My friend texted me recently to say she was stuck in Charlotte, N.C., traffic. Thinking of Price's Chicken Coop, I asked whether she planned to stop for fried chicken.
"No way!," my friend, a reformed vegetarian, texted back. "I'd rather eat pig. Chickens are filthy and carry diseases."
Same goes for lettuce, I reminded her. She wasn't swayed.
Chicken has a lowly reputation among food lovers, many of whom decline to order the bird in restaurants. It's frequently overcooked and nearly always dull.

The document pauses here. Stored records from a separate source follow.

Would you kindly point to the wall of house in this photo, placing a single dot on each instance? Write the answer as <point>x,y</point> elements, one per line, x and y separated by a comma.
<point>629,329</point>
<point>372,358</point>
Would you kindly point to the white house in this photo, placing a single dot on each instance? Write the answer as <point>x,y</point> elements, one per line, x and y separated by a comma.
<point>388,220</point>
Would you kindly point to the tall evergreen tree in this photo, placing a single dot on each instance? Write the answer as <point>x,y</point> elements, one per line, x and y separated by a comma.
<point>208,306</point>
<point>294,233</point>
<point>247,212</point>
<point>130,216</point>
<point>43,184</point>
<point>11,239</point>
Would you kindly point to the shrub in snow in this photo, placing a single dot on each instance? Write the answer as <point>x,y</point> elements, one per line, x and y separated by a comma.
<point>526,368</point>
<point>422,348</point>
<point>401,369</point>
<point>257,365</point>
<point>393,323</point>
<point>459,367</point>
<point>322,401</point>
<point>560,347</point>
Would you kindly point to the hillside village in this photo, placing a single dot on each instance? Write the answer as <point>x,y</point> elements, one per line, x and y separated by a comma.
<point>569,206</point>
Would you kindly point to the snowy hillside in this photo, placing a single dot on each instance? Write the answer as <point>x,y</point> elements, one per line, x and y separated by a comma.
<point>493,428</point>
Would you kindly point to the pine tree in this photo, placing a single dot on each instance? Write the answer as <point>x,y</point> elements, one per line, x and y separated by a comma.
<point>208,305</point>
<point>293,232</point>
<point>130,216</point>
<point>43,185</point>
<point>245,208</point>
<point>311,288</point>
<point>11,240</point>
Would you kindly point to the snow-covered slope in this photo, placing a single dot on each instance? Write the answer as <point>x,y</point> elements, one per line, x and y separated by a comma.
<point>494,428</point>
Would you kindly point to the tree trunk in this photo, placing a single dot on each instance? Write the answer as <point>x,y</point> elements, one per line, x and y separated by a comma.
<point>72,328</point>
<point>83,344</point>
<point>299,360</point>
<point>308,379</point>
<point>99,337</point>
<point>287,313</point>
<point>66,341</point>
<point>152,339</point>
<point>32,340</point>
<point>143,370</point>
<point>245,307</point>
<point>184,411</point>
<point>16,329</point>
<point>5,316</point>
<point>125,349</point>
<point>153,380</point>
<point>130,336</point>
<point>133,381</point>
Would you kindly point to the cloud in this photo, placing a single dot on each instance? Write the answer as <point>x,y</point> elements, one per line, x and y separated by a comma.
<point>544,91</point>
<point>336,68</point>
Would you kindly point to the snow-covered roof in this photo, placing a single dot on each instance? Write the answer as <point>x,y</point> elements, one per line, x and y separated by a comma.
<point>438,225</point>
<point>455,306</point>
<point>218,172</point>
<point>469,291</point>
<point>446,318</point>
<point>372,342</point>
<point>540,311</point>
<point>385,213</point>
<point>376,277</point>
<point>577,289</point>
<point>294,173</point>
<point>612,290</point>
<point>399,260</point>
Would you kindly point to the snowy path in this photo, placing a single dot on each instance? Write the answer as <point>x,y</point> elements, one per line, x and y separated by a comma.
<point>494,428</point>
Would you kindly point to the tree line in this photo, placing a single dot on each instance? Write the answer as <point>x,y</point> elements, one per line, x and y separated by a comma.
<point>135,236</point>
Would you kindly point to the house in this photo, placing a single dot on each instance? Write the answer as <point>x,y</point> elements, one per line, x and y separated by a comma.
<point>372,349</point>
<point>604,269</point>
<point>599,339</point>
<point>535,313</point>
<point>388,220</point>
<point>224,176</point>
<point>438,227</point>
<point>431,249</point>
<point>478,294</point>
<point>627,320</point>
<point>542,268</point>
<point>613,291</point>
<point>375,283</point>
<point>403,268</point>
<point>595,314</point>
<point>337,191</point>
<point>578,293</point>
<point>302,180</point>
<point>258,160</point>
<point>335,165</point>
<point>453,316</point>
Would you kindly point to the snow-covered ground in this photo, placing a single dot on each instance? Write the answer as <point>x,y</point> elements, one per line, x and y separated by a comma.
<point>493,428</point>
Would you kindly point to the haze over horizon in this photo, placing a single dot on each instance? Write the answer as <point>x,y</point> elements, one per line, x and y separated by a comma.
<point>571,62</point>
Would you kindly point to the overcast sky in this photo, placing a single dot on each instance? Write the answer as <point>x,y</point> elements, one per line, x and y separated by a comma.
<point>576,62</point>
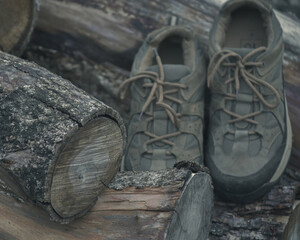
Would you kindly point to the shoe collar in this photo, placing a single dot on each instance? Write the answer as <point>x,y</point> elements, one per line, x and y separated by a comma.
<point>155,38</point>
<point>274,49</point>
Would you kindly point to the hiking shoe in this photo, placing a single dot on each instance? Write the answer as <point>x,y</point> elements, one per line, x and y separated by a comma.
<point>167,88</point>
<point>249,135</point>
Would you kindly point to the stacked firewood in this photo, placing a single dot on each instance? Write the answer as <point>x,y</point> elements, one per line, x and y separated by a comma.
<point>92,43</point>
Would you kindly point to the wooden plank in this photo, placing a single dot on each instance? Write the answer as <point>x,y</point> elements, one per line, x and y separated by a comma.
<point>138,205</point>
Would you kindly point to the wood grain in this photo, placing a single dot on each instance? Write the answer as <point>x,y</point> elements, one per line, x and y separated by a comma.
<point>136,205</point>
<point>87,163</point>
<point>40,114</point>
<point>114,30</point>
<point>17,19</point>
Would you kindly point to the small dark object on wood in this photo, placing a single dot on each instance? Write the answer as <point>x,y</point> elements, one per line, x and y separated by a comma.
<point>192,166</point>
<point>17,18</point>
<point>167,205</point>
<point>60,145</point>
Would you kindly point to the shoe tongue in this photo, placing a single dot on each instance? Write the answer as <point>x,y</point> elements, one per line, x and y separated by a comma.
<point>161,125</point>
<point>241,51</point>
<point>173,72</point>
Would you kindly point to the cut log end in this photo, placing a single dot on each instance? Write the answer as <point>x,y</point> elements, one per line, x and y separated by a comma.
<point>85,166</point>
<point>17,18</point>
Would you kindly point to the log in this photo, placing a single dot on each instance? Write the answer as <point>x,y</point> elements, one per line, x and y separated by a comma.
<point>17,19</point>
<point>169,204</point>
<point>59,144</point>
<point>112,31</point>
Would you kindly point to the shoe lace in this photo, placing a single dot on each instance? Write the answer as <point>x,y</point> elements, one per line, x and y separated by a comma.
<point>157,92</point>
<point>243,69</point>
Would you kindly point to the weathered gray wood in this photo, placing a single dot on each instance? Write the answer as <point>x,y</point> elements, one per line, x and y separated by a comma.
<point>17,18</point>
<point>136,205</point>
<point>292,229</point>
<point>61,145</point>
<point>264,219</point>
<point>112,32</point>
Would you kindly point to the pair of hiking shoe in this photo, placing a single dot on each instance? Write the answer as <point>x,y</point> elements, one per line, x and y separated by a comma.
<point>248,132</point>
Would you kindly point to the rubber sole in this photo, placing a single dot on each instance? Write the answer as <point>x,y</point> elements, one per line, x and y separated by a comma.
<point>261,191</point>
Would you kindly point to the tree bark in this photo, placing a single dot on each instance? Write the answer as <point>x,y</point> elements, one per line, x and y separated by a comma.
<point>264,219</point>
<point>112,31</point>
<point>169,204</point>
<point>17,19</point>
<point>60,145</point>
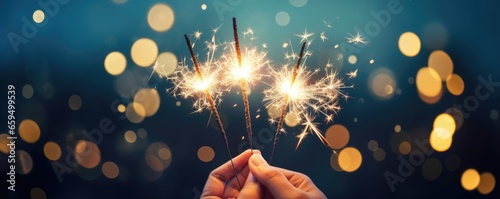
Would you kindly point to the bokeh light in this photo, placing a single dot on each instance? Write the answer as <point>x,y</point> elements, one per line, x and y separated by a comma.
<point>24,162</point>
<point>350,159</point>
<point>470,179</point>
<point>432,168</point>
<point>166,63</point>
<point>144,52</point>
<point>428,82</point>
<point>110,170</point>
<point>409,44</point>
<point>441,62</point>
<point>38,16</point>
<point>487,183</point>
<point>455,84</point>
<point>52,151</point>
<point>161,17</point>
<point>27,91</point>
<point>29,131</point>
<point>130,136</point>
<point>87,154</point>
<point>115,63</point>
<point>206,154</point>
<point>441,139</point>
<point>75,102</point>
<point>337,136</point>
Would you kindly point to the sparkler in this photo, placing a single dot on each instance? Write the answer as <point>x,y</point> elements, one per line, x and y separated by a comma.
<point>285,101</point>
<point>204,87</point>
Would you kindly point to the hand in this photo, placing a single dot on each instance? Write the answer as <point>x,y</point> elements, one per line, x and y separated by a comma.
<point>282,183</point>
<point>222,183</point>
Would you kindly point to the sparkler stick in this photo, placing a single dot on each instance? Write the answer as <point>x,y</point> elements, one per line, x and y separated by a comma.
<point>243,86</point>
<point>285,104</point>
<point>213,108</point>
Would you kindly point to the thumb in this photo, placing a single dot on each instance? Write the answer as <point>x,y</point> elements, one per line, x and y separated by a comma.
<point>270,177</point>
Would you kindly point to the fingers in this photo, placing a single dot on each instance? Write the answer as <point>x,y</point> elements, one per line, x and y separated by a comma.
<point>270,177</point>
<point>251,189</point>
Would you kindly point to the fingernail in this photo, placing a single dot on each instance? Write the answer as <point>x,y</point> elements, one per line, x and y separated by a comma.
<point>257,159</point>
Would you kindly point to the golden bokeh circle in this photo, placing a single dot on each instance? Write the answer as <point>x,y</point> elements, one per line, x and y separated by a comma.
<point>206,154</point>
<point>110,170</point>
<point>337,136</point>
<point>161,17</point>
<point>455,84</point>
<point>52,151</point>
<point>441,62</point>
<point>470,179</point>
<point>115,63</point>
<point>428,82</point>
<point>144,52</point>
<point>409,44</point>
<point>29,131</point>
<point>350,159</point>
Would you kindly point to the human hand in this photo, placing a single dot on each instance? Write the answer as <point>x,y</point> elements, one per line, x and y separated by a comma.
<point>222,183</point>
<point>282,183</point>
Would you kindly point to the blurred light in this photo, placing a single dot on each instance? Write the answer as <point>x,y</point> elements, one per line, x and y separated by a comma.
<point>446,121</point>
<point>404,148</point>
<point>142,133</point>
<point>161,17</point>
<point>130,136</point>
<point>409,44</point>
<point>372,145</point>
<point>397,128</point>
<point>38,16</point>
<point>4,148</point>
<point>470,179</point>
<point>441,139</point>
<point>149,99</point>
<point>452,162</point>
<point>274,111</point>
<point>166,63</point>
<point>382,83</point>
<point>334,162</point>
<point>75,102</point>
<point>87,154</point>
<point>158,156</point>
<point>52,151</point>
<point>282,18</point>
<point>110,170</point>
<point>135,112</point>
<point>298,3</point>
<point>115,63</point>
<point>350,159</point>
<point>337,136</point>
<point>487,183</point>
<point>441,63</point>
<point>432,169</point>
<point>292,119</point>
<point>428,82</point>
<point>37,193</point>
<point>25,164</point>
<point>494,114</point>
<point>144,52</point>
<point>455,84</point>
<point>121,108</point>
<point>379,154</point>
<point>435,36</point>
<point>352,59</point>
<point>27,91</point>
<point>29,131</point>
<point>206,154</point>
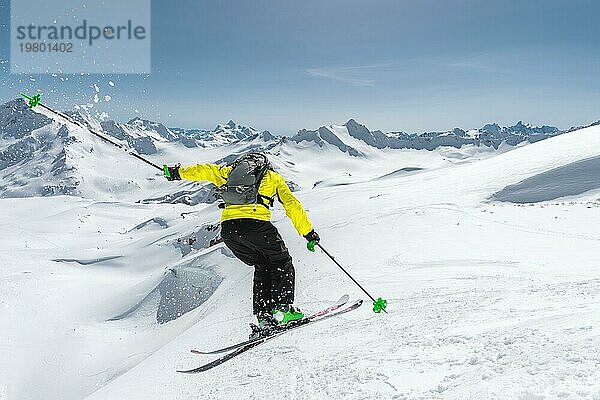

But Peruvians solved that problem in the mid-20th century with pollo a la brasa, a roasted chicken seasoned with garlic and cumin. Done right, pollo a la brasa is a remarkably succulent bastion of big flavors.
Pollo a la brasa was the first request I received upon arriving in Seattle. "Oh, and if you would ever be willing to track down a definitive version of pollo a la brasa, I'd be ever-so grateful!," a reader e-mailed.
I haven't spent any time in Peru, so I hesitate to apply the word "definitive" to the pollo a la brasa at San Fernando on Rainier Avenue, the month-old second location of a popular Lynnwood chicken joint. But I'm very comfortable calling it terrific.
San Fernando offers a full menu of Peruvian specialties that I didn't try: I stuck with the quarter-chicken, accompanied by French fries (here's where you ought to reach for the squeeze bottle of mayonnaise) and shreds of iceberg lettuce. The chicken was tattooed with charcoal flavor and punctuated by plenty of black pepper. The meat beneath the shiny, fatty skin was juicy and garlicky. I regretted not ordering a larger portion.
Patrons who take their chicken to stay have their choice of two dipping sauces: a lush cilantro-based concoction that does wonders for the aforementioned mayo, and a chunky habanero sauce that's so spicy it registers first on the wary tongue as bitter. This pollo a la brasa doesn't need either of them.